Larnaca - Most visitors to the island land at Larnaka International Airport.
Larnaka became a more popular town in Cyprus after the Turkish invasion took place in 1974. Following the attacks in Nicosia at that period in time, the Nicosia airport was destroyed and closed down. As a result, Larnaka’s airport developed as the Cyprus’ key international gateway. The town with it’s over than 60,000 inhabitants has managed to become a tourist attraction mainly thanks to the fact that the airport is located in it. There are quite a few points of interest that one could visit while on the island. Furthermore, Larnaka’s location helps tourists in exploring the island a lot more easily as it’s easy to access the coast and the eastern reaches of the Troodos Mountains from this area and the capital Nicosia, is only about forty minutes away.

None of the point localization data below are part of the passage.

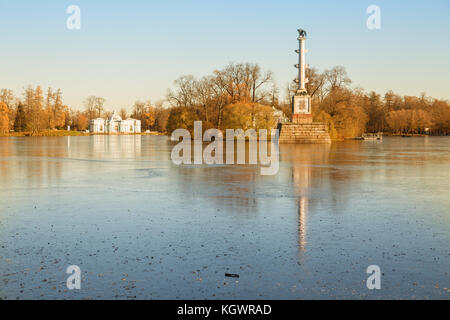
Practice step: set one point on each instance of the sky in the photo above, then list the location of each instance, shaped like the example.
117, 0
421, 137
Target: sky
135, 49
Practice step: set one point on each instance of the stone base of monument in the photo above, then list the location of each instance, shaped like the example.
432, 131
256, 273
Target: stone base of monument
305, 133
302, 118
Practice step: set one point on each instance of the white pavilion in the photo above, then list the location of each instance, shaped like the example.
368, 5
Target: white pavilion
115, 124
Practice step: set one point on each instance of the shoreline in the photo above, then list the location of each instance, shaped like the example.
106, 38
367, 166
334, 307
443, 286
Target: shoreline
65, 133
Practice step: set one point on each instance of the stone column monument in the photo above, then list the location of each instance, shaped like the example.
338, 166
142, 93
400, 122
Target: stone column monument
301, 102
302, 129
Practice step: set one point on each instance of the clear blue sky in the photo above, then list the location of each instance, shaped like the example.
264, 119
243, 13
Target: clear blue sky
135, 49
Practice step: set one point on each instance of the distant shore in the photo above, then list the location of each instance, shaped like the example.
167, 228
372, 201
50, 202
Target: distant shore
65, 133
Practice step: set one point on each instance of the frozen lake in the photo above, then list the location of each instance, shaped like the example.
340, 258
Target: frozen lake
140, 227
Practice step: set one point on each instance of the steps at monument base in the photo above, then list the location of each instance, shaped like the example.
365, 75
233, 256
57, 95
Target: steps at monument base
311, 133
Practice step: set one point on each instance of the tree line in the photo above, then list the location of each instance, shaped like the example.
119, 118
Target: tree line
240, 95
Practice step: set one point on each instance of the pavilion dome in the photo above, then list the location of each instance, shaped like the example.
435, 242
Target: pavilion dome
115, 117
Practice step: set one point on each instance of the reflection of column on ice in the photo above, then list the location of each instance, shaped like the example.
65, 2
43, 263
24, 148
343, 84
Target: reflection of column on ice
302, 182
304, 160
116, 147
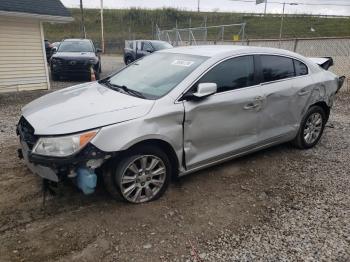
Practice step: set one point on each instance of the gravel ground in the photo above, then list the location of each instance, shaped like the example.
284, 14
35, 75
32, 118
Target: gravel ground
310, 221
277, 204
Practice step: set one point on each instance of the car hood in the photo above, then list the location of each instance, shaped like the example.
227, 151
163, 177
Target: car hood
74, 55
83, 107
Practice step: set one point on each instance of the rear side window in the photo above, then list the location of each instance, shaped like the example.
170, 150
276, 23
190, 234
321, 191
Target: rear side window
232, 74
300, 68
276, 67
146, 46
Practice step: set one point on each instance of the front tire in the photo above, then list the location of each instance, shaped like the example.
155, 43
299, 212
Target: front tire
141, 175
311, 128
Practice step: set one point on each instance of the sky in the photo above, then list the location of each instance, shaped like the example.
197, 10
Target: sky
315, 7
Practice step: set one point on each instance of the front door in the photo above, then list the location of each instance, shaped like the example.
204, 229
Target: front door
226, 122
282, 89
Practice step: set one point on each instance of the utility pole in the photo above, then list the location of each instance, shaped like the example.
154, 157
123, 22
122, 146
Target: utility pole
83, 32
282, 18
102, 30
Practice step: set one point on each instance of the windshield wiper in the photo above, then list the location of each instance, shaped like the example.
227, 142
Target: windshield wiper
123, 88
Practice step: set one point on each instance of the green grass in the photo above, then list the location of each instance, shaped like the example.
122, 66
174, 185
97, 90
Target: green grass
140, 24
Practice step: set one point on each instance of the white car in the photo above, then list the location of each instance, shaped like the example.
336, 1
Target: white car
175, 112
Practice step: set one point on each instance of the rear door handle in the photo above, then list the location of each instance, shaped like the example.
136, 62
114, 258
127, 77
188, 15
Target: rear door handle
250, 106
303, 92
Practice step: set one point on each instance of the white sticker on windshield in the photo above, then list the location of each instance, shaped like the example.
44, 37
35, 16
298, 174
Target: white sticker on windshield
183, 63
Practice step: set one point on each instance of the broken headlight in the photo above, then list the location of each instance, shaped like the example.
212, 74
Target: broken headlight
62, 146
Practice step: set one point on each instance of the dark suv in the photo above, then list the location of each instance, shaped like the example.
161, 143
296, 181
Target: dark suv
138, 48
75, 57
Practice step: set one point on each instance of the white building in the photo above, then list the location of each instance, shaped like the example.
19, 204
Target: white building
22, 50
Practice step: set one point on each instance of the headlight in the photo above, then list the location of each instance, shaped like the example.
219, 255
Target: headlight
62, 146
56, 60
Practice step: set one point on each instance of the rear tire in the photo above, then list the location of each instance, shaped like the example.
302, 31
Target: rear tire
140, 175
311, 128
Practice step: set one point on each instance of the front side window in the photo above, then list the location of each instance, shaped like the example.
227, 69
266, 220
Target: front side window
276, 67
232, 74
155, 75
300, 68
75, 46
146, 46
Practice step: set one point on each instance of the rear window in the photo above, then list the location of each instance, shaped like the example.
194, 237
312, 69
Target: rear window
75, 46
276, 67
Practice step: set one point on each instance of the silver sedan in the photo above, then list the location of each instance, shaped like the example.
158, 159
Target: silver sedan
175, 112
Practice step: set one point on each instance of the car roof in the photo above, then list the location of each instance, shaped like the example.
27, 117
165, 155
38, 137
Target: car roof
76, 39
152, 41
226, 50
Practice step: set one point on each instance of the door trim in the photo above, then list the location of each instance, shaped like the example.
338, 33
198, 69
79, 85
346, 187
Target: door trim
244, 151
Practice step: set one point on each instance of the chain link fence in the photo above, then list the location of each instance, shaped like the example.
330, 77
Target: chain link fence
336, 47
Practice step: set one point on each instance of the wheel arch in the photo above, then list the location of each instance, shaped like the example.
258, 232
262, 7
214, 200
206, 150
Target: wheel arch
166, 147
324, 106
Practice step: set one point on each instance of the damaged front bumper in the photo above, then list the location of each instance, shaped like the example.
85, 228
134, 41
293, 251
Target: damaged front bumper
80, 167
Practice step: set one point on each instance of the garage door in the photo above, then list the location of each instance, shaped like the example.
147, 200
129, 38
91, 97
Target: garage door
22, 61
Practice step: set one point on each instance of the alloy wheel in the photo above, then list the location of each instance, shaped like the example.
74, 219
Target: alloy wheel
313, 128
143, 178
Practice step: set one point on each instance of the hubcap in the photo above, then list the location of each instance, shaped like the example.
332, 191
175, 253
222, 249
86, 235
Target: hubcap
143, 178
313, 128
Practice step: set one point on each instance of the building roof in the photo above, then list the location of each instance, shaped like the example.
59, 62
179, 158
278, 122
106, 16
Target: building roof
51, 10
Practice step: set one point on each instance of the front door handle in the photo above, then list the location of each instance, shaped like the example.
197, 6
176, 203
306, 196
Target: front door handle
250, 106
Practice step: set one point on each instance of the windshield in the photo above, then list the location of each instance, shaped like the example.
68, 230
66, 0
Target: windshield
155, 75
75, 46
161, 45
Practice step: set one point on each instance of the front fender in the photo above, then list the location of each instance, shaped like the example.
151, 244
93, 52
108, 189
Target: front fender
164, 123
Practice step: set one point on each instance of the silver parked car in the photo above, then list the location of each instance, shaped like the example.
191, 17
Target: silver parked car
175, 112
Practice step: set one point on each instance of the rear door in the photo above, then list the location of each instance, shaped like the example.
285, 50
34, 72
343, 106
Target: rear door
226, 122
284, 96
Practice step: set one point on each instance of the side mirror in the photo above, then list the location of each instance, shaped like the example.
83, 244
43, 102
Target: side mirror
205, 90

Some of the main attractions in the town are the following:
Agios-Lazaros (Church of St Lazarus). The church is located on Agiou Lazarou Street. It is a 17th-century cathedral-like Orthodox church that is a true landmark to the town. It is mainly famous due to the fact that it is associated with Lazarus, who, as the New Testament declares, was raised from the dead by Jesus. The second time Lazarus died though, legend has it that he was buried in Larnaka. The original church was built in that area and it posses the tomb of Lazarus that was discovered there in the 9th century. The tomb can still be seen there, but the remains of the saint were moved to Constantinople by Emperor Leo VI.
A small Byzantine museum can also be found in the area of the church that has a great exhibition of ecclesiastical art such as Bibles, icons, bishops’ mitres and robes and chalices. There is a hug celebration a week before Easter every year on the St. Lazarus’ Day on which, his icon is paraded through the town. The opening and closing hours of the church are: from 8:30am to 1:00pm, and 3:30pm to 6:00pm. The small Byzantine museum that is located on the church’s grounds has the same times of service except on Wednesdays and Saturdays when it closes at 1:00pm.

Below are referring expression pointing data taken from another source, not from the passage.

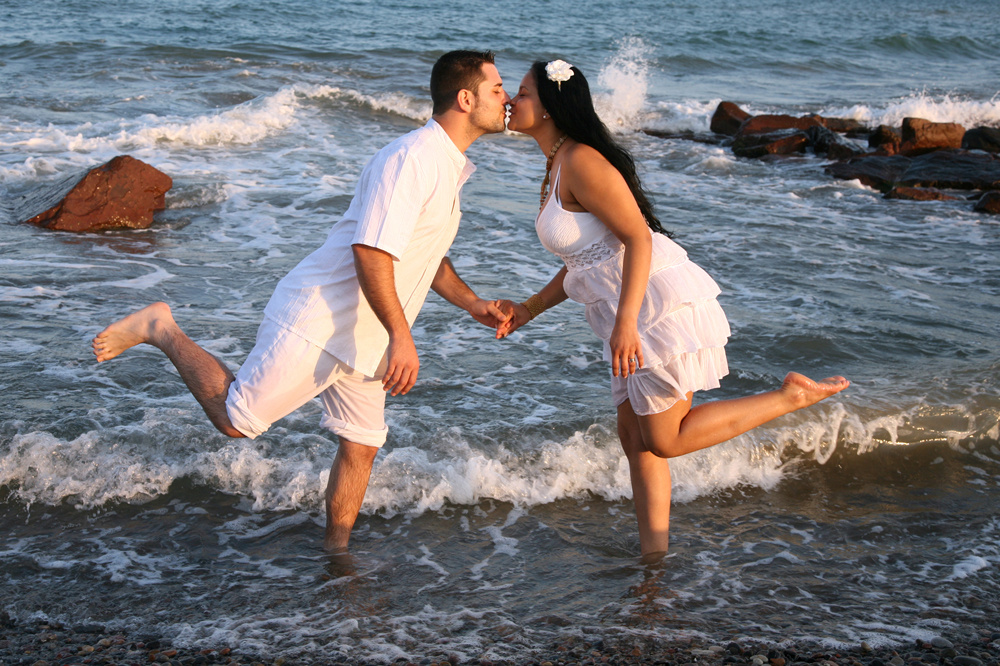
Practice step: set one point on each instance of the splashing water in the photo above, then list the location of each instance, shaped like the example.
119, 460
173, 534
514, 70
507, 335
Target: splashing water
626, 76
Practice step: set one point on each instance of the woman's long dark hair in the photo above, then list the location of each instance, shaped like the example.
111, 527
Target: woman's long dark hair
572, 108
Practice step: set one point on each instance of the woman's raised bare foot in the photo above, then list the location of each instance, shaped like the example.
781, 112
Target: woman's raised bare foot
804, 391
138, 327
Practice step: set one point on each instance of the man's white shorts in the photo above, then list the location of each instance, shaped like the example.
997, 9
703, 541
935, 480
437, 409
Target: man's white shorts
284, 371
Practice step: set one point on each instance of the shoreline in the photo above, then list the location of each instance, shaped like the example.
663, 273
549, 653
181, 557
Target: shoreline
46, 644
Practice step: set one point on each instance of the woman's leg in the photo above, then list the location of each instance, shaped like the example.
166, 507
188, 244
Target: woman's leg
650, 476
681, 430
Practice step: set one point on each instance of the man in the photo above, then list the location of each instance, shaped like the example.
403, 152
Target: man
338, 325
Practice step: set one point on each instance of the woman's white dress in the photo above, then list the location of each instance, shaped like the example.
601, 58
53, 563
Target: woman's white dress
682, 327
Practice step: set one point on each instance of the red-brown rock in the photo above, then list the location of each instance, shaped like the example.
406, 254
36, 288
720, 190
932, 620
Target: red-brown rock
122, 193
766, 124
988, 203
922, 136
727, 119
918, 194
886, 139
846, 126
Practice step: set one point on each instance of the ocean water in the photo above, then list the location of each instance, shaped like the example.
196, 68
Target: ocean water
499, 518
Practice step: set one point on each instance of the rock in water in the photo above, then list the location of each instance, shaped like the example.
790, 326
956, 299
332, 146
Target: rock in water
727, 119
122, 193
922, 136
989, 203
982, 138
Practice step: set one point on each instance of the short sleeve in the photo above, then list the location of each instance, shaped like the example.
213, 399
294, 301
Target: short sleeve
394, 191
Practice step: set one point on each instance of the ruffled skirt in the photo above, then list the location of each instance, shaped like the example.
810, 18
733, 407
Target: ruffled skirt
682, 328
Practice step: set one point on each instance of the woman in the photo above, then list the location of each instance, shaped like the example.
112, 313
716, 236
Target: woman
656, 311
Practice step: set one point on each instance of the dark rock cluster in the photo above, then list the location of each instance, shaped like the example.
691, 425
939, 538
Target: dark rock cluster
915, 161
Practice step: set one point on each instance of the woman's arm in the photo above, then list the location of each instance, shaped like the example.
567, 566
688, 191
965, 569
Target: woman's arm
591, 183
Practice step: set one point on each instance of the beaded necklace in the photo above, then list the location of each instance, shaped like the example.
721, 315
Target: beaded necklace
548, 170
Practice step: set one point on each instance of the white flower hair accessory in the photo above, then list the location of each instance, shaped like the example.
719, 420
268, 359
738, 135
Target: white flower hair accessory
559, 71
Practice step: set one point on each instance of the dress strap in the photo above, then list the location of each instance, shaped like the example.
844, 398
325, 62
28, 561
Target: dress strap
555, 187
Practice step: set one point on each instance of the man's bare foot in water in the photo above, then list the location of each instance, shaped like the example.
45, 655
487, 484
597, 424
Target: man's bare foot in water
146, 325
802, 391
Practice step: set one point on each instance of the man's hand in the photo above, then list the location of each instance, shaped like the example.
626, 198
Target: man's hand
488, 313
626, 349
516, 316
404, 364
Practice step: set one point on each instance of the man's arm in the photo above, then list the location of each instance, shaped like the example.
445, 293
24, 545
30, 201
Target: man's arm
453, 289
377, 279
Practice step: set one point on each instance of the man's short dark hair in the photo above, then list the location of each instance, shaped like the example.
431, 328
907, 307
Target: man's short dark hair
455, 71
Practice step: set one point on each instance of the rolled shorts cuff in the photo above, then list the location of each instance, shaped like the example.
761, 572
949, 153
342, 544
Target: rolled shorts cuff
356, 434
241, 417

Al-Kebir Mosque. The mosque is a 16th century mosque that is still used today. It is an extremely simple creation especially when compared to those elaborate and vastly decorated places of worship chosen by Christians.
Laiki Geitonia. This area of the town is basically a smaller version of it’s counterpart in Nicosia. It has been restored in order to create a pedestrian precinct with shops and restaurants.
There is also a small fruit and vegetable market that is situated near the Al-Kebir Mosque, which is worth a visit.
Larnaka Fort. This is one of the town’s most popular attractions. It possesses pre-World War 1 armament pieces that can be found in its 16th century fort’s lower level. Some of the area of the fort is surrounded by gardens and an open-air theatre that is used to a great exact during the summer months for plays and dramas. A captivating view of the harbour can be seen from the highest level of the fort. There is also a medieval museum that can be found on the premises of the port which had a grad display of armour and other items from that period in time.
From the marina, visitors could catch one of the many rides that take place throughout the day, on the glass-bottom boats and excursion cruisers.
Finikoudes. This is certainly the busiest and regularly visited part of Larnaka. It is a beautiful long street that has been reconstructed over the past few years, filled with large palm trees along both sides of the road and offers a lovely space for people to stroll up and down at any time of the day. It follows the seafront south from the marina. There are many cute little restaurants, tavernas, clubs and coffee shops right across the beach on this street.
A ruin of the Athenian hero Kimon, who was the leader of a fleet that had the intention to recapture Persian-occupied Kition in 450BC and lost his life in the attempt which failed, is situated on the sea-front of the finikoudes.